In another, more Western, country with many poor people he felt people were constantly hawking religious trinkets at him as well as at one point trying to get him to at in a way that would justify robbing him.

This seems untrue only of people who have decided for religious or philosophical reasons not to pursue wealth but they are always a minority.

Also, many things that are non-material cost time and/or money.
To do visual art you must have a computer and a graphics tablet and/or physical supplies.

Music can be made just with your voice but often requires expensive instruments and electronics. Dance can be done with nothing but dance without at least a drum seems artsy and pointless to me.

That doesn't mean people can't happy with less but I don't think if people have less they will stop wanting more. In fact if they see other people have more they may want it with single minded obsession.

Anonymous said...

I'm sorry, Marty, but I don't see your optimistic outlook happening. Technology and foreign labor will continue to destroy/take more jobs simply because it's cheaper. The people who are doing this are many of the same people who are fighting so hard to have the social programs destroyed. They don't care what happens to the rest of society as long as their money and their own little piece of America is peaceful and wonderful. If the poor start rebelling, just build more gated communities and arm the security.

Becky Washington said...

"The cost of planes, fuel, maintenance, and personnel will discourage people from flying."

How about more travel by ship? If we have more time, we can travel more slowly and goods are being shipped around the world anyway.

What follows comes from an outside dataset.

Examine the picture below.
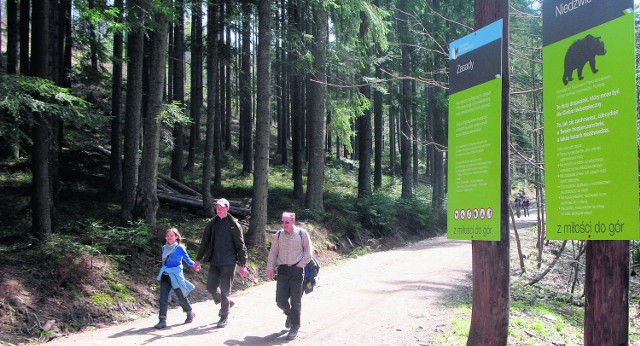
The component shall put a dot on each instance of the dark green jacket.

I'll take the "Learn about Shakespeare" cruise, the "Learn to Dance the Flamenco" cruise and the "Think Like an Economist" cruise.

Greg Robinson said...

Your article made me think about my old libertarian ideas...Would the jobs outlook be so negative long term if we had a more limited government? Or would the automation and off shoring trends have happened anyway to around the same extent? It seems automation would have happened regardless of government size. Off shoring...maybe not quite as rapidly.

Marty Nemko said...

I do think that government inadvertently kills jobs

For example, every time they extend unemployment benefits, a number of my clients say, "Cool, now I don't have to look for a job for another 13 weeks." Or "Now I can hold out for a really good job."

In this world of expensive-to-hire Americans, automation, and offshoring, there simply aren't enough "good jobs" to go around. The choice is between educating people to realize that all ethical work is worthy work or eat America's seed corn to pay them to stay home rather than take a not-great job.

K-Man said...

Late to the party, but must make a comment.

If jobs in construction and elsewhere are evaporating because of new technology, then just who is going to buy these houses made of concrete by 3-D printer?